Movie Review: “Scream 4”

“Scream,” that cutlery, cleavage and quips franchise returns to life — sort of — with “Scream 4″ or “Scre4m,” another sashay down self-aware “meta-movie” lane with director Wes Craven and writer Kevin Williamson.  It’s a fitfully amusing, not remotely scary slasher picture that refuses to take its own advice, one drilled into our heads (not literally, praise be) by the movie itself.

“Don’t (bleep) with the original!”

As a “Don’t open that door!” thriller which involves us, connects us with characters and frightens us, it fails.

As a satire of the Media Generation, drunken, horror-obsessed cell-phone and viral video addicted teenagers, it stumbles. Somebody explain “twitter” and “texting” and “live streaming” to those geezers Williamson and Craven.

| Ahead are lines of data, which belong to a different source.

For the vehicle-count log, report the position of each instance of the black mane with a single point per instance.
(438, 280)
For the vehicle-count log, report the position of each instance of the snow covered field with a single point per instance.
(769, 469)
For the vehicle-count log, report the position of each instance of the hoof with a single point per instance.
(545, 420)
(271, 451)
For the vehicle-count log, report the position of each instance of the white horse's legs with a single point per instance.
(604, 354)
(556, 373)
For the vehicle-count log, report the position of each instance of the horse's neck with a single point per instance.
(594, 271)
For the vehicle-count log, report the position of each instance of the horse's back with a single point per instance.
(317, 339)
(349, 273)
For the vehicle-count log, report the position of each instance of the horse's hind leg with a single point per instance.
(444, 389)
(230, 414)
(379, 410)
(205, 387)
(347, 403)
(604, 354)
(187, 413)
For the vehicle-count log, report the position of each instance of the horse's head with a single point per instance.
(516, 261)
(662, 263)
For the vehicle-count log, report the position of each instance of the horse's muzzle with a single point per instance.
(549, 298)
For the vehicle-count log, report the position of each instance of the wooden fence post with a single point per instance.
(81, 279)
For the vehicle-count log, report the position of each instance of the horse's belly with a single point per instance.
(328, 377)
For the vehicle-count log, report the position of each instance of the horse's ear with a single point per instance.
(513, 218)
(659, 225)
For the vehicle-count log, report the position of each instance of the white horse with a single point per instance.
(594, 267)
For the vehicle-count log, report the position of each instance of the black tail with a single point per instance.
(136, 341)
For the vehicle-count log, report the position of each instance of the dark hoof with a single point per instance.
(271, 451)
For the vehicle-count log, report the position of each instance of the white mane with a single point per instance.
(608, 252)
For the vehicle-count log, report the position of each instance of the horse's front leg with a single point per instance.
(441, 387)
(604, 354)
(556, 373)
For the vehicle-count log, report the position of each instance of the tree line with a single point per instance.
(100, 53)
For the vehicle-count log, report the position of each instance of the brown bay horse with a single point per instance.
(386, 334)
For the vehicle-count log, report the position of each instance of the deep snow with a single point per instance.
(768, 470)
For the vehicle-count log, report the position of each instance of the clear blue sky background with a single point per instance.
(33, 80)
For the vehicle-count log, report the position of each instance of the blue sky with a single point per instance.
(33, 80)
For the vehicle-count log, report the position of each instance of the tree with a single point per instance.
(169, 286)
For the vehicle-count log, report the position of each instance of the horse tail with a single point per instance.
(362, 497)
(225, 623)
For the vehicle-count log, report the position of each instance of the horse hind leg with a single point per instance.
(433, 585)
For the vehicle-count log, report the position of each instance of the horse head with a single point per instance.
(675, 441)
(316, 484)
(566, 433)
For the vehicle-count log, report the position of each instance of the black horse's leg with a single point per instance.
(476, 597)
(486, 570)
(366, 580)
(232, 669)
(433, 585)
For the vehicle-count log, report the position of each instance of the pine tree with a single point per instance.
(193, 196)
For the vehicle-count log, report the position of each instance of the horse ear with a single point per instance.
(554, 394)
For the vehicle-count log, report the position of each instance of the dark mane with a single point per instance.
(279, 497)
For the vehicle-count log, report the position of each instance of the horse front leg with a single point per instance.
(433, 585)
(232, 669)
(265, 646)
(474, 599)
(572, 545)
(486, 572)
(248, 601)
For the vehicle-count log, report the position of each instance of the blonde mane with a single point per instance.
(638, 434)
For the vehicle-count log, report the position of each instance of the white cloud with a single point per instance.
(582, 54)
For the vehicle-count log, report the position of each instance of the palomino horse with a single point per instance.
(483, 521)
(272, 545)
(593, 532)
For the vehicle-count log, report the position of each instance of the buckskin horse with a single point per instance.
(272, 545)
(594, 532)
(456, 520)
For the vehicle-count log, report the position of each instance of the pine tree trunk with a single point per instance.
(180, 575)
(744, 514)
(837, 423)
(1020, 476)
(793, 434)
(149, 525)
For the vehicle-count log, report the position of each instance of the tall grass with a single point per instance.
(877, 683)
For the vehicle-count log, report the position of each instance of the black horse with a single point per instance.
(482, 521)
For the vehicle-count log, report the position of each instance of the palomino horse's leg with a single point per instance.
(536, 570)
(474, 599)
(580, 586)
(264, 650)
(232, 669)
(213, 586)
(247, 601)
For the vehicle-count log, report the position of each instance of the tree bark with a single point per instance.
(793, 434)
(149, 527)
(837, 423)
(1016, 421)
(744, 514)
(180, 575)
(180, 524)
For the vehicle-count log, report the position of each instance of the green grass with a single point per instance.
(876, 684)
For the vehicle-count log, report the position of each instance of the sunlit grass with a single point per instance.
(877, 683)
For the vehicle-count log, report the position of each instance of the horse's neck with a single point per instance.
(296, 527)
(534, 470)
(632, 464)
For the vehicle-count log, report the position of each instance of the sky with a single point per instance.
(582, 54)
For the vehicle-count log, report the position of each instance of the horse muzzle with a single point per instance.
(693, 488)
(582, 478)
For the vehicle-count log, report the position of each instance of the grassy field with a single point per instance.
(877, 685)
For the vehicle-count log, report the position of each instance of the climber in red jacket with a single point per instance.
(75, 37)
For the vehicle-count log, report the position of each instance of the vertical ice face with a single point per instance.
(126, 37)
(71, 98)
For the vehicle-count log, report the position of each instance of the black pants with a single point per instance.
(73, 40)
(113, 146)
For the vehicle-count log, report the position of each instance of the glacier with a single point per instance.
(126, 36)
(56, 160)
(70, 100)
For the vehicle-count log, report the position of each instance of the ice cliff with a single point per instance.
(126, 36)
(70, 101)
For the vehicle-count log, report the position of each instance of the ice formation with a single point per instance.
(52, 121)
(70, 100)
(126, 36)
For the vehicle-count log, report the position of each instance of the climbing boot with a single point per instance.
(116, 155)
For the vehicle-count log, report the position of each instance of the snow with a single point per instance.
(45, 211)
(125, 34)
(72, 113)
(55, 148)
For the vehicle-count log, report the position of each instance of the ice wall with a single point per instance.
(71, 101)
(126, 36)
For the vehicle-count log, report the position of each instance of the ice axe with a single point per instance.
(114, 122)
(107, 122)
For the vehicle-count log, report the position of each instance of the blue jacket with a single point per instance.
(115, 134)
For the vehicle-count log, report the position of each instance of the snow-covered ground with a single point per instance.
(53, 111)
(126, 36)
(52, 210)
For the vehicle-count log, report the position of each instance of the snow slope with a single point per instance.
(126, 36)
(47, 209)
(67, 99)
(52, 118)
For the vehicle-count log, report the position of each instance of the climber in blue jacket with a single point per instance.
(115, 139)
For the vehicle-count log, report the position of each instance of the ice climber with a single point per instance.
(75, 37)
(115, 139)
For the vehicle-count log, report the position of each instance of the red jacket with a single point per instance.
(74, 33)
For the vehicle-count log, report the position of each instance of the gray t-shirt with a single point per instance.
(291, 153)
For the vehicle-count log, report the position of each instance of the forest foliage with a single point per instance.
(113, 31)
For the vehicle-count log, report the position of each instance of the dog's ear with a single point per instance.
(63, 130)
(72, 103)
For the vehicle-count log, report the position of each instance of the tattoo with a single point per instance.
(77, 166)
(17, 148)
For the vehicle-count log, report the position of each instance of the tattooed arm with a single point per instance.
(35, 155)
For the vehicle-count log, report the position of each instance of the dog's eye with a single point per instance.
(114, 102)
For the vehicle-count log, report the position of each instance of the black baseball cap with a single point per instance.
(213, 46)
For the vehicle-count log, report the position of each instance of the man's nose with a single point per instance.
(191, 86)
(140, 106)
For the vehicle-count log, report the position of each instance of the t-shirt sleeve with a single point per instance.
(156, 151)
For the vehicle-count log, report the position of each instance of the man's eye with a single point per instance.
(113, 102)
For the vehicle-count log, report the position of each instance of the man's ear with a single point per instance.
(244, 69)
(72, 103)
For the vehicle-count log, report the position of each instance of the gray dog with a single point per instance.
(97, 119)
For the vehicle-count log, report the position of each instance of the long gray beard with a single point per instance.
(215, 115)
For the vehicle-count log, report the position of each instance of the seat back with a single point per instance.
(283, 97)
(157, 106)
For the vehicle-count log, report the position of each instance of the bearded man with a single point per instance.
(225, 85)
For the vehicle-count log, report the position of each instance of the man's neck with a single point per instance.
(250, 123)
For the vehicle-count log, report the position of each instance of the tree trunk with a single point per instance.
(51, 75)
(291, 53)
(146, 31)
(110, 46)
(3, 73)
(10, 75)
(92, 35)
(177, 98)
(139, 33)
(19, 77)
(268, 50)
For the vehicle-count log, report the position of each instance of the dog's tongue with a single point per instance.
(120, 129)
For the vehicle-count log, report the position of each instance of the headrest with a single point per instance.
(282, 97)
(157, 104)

But as a tribute to the original movie, it more or less succeeds. The survivors of that series — older, a tad wiser and showing their mileage — are back.  So Williamson and Craven have made an “In Praise of Older Women” for the horror crowd — a showcase for Neve Campbell and Courteney Cox, First Generation Screamers.

The movie staggers out of the starting gate with a “meta” take on the whole “How do you top the original?” post-modernist horror movie that comments on horror movies. It begins with a movie within a movie within a movie, all playing the same “Who is this?” phone game from the era before caller-ID.  Among those in these fake films — Kristen Bell and Oscar winner Anna Paquin.

Every character in these films-within-films notes “It’s been done to death,” but nobody listens.

Eventually we transition into Historic Woodsboro, the town where “it all happened.” “Ghostface” found a big knife, donned a mask inspired by a famous painting and went after all the buxom babes in town…and Neve Campbell.

It’s the anniversary of the original mass murders, which were turned into popular books by Gale Weathers (Cox) and into a string of hit “Stab” horror movies. Now Sidney Prescott (Campbell) has her own book, about surviving all the various nut-with-a-knife assaults she endured. Her book publicity tour brings her back to Woodsboro. And it all begins again.

The new generation of tarty teens under the threat of Ghostface is Hayden Panettiere, Emma Roberts and Marielle Jaffe. The “new” horror movie nerds are Rory Culkin – -yes, those Culkins — and Erik Knudsen.

Same old incompetent cop, only now Dewey (David Arquette) is sheriff and is married to Gale, an ex-journalist whose writing career has dried up UNTIL the killings start again. Same phone calls. Same pointless, heartless attacks. Same entrails.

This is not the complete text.